At this time we are currently accepting the current forms of contributions:

  • Bug reports (keep in mind that changing environment behavior should be minimized as that requires releasing a new version of the environment and makes results hard to compare across versions)
  • Pull requests for bug fixes
  • Documentation improvements

Notably, we are not accepting these forms of contributions:

  • New environments
  • New features

This may change in the future. If you wish to make a Gym environment, follow the instructions in Creating Environments. When your environment works, you can make a PR to add it to the bottom of the List of Environments.

Edit July 27, 2021: Please see #2259 for new contributing standards

Development

This section contains technical instructions & hints for the contributors.

Type checking

The project uses pyright to check types. To type check locally, install pyright per official instructions. It's configuration lives within pyproject.toml. It includes list of included and excluded files currently supporting type checks. To run pyright for the project, run the pre-commit process (pre-commit run --all-files) or pyright --project=pyproject.toml Alternatively, pyright is a built-in feature of VSCode that will automatically provide type hinting.

Adding typing to more modules and packages

If you would like to add typing to a module in the project, the list of included, excluded and strict files can be found in pyproject.toml (pyproject.toml -> [tool.pyright]). To run pyright for the project, run the pre-commit process (pre-commit run --all-files) or pyright

Git hooks

The CI will run several checks on the new code pushed to the Gym repository. These checks can also be run locally without waiting for the CI by following the steps below:

  1. install pre-commit,
  2. Install the Git hooks by running pre-commit install.

Once those two steps are done, the Git hooks will be run automatically at every new commit. The Git hooks can also be run manually with pre-commit run --all-files, and if needed they can be skipped (not recommended) with git commit --no-verify. Note: you may have to run pre-commit run --all-files manually a couple of times to make it pass when you commit, as each formatting tool will first format the code and fail the first time but should pass the second time.

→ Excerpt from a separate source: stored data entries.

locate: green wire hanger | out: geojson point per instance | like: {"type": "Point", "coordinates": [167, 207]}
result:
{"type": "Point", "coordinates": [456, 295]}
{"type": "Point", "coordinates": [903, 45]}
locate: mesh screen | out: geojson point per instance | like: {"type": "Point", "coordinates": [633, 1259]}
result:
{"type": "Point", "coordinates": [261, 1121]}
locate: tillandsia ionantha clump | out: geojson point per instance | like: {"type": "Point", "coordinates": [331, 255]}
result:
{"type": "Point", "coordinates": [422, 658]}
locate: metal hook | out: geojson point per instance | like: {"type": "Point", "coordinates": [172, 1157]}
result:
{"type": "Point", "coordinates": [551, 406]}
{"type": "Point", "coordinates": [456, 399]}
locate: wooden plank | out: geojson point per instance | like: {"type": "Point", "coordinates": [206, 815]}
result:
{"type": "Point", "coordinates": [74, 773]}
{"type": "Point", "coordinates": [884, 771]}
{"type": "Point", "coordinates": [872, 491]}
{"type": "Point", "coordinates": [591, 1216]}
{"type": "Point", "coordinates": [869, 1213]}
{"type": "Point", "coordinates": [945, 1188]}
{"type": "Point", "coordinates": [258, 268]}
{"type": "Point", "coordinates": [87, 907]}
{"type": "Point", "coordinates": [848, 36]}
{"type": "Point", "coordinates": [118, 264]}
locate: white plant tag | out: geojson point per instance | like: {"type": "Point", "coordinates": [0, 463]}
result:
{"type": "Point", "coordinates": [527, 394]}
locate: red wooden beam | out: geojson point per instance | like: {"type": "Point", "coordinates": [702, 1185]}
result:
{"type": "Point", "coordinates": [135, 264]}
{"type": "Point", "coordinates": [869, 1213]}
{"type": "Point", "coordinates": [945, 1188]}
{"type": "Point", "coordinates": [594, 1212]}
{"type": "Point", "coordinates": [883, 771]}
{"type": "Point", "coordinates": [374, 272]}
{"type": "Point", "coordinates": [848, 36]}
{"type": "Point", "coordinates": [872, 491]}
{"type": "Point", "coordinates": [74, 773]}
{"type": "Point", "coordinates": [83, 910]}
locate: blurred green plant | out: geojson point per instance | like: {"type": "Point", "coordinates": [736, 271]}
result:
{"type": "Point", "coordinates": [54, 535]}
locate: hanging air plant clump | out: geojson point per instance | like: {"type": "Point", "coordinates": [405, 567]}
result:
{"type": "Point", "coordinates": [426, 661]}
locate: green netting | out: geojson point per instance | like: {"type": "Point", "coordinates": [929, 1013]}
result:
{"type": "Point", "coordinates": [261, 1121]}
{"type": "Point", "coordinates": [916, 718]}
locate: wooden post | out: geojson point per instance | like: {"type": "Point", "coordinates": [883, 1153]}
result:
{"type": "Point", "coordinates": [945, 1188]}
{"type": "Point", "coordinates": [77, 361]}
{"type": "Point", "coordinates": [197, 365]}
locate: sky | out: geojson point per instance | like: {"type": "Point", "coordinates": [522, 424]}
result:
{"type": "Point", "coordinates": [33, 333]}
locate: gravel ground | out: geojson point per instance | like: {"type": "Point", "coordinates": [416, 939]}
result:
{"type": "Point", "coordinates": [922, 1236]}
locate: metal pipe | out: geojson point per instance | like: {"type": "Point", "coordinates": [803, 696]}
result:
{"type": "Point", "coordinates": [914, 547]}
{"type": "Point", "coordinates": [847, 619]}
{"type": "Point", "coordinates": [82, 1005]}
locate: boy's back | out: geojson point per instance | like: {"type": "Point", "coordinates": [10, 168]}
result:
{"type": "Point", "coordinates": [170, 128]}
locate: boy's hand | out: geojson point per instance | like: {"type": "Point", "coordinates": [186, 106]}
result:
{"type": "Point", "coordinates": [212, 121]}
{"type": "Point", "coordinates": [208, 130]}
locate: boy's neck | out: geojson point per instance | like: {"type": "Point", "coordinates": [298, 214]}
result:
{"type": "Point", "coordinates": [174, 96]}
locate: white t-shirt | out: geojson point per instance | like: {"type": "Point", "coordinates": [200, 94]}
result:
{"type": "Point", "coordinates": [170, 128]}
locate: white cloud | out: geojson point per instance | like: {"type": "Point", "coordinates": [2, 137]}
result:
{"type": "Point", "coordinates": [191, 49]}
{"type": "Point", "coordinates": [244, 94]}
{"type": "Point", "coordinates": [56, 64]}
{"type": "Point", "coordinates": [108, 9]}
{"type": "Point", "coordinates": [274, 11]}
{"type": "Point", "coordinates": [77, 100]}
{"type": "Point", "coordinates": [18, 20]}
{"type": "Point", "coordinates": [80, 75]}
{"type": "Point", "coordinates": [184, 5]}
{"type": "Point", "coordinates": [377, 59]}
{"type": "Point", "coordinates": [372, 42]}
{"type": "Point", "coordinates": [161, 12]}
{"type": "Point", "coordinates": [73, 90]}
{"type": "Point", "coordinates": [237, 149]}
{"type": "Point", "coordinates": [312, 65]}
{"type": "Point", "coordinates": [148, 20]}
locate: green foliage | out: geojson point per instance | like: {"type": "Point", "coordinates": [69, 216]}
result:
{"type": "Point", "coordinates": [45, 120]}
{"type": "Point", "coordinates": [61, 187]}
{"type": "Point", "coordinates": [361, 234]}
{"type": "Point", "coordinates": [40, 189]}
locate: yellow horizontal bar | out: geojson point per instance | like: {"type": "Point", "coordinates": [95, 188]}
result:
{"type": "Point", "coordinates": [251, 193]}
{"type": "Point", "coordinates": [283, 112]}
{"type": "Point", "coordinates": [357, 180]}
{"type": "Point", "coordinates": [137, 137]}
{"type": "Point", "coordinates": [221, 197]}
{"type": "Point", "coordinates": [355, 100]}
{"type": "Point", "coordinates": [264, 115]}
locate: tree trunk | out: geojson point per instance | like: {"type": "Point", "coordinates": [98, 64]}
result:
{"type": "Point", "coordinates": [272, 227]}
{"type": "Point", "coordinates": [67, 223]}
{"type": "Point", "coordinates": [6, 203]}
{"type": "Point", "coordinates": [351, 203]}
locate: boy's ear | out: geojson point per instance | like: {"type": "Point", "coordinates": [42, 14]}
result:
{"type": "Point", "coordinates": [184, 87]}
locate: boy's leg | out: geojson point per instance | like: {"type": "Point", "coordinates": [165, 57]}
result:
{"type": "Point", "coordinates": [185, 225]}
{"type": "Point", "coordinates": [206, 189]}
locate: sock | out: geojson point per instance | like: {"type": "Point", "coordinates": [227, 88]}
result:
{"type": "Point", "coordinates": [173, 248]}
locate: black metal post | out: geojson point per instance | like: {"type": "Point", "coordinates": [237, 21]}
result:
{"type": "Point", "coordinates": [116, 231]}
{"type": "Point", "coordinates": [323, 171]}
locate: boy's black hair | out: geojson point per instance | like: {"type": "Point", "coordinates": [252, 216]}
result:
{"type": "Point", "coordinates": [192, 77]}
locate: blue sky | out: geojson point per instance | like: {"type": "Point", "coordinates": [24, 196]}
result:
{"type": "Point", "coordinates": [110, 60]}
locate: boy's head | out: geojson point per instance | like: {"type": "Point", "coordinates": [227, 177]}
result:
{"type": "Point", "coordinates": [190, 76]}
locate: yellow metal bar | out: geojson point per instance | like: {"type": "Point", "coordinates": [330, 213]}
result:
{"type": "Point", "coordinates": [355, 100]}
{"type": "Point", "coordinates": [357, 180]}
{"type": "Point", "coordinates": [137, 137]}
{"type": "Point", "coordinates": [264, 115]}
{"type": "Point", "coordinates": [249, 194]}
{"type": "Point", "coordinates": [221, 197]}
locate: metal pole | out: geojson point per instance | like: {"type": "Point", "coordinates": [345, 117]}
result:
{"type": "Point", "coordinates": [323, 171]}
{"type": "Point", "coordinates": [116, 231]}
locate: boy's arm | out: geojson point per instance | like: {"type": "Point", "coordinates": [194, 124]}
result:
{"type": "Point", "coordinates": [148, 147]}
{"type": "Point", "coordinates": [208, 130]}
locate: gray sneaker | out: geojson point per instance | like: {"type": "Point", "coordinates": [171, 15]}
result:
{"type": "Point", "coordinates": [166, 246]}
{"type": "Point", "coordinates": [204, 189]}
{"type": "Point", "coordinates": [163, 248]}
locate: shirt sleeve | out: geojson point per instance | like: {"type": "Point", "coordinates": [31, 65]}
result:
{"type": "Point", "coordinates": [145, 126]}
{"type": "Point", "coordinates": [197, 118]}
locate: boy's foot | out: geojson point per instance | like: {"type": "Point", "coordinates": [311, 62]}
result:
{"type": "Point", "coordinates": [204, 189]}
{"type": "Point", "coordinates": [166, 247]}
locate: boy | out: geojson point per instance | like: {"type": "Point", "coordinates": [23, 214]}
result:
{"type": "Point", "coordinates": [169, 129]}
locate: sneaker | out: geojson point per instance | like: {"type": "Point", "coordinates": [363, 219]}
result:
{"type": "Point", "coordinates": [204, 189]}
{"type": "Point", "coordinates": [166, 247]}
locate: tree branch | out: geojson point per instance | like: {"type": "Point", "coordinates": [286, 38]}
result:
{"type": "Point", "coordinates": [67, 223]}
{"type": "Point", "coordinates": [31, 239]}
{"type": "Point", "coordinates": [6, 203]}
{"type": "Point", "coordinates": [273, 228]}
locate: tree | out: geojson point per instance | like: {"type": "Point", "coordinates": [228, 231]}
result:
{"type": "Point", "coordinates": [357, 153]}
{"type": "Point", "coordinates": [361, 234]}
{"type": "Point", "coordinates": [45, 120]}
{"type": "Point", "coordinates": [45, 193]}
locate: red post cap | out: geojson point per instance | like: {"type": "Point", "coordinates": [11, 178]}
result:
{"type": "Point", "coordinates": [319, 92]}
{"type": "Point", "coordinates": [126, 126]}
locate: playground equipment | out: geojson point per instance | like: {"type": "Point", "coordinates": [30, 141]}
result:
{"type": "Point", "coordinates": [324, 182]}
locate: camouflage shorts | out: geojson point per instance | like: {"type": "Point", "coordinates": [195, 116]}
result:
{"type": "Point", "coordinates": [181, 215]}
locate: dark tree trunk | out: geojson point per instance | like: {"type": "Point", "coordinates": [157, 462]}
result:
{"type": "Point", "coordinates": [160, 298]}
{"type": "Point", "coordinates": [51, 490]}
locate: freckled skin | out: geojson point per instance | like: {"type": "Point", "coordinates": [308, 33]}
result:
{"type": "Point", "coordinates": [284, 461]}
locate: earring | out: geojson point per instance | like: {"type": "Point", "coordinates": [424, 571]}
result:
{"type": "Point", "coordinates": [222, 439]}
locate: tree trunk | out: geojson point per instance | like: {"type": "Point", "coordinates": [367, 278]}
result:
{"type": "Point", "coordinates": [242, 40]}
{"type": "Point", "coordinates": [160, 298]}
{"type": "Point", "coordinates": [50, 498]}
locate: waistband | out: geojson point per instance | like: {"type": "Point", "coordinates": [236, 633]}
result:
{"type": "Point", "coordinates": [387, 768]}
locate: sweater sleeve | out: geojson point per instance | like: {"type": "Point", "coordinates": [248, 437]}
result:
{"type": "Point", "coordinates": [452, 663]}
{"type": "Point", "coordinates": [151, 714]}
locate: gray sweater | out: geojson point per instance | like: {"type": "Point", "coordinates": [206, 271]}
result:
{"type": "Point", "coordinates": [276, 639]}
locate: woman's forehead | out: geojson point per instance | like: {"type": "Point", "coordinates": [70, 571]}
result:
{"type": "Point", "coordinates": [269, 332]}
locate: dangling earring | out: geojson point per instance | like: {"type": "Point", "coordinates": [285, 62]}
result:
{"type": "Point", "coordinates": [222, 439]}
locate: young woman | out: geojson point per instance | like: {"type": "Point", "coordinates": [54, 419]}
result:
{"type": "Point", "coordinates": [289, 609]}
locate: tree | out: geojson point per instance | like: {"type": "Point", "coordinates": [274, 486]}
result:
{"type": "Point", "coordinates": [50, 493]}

Additionally, for pull requests, the project runs a number of tests for the whole project using pytest. These tests can be run locally with pytest in the root folder.

Docstrings

Pydocstyle has been added to the pre-commit process such that all new functions follow the google docstring style. All new functions require either a short docstring, a single line explaining the purpose of a function or a multiline docstring that documents each argument and the return type (if there is one) of the function. In addition, new file and class require top docstrings that should outline the purpose of the file/class. For classes, code block examples can be provided in the top docstring and not the constructor arguments.

To check your docstrings are correct, run pre-commit run --all-files or pydocstyle --source --explain --convention=google. If all docstrings that fail, the source and reason for the failure is provided.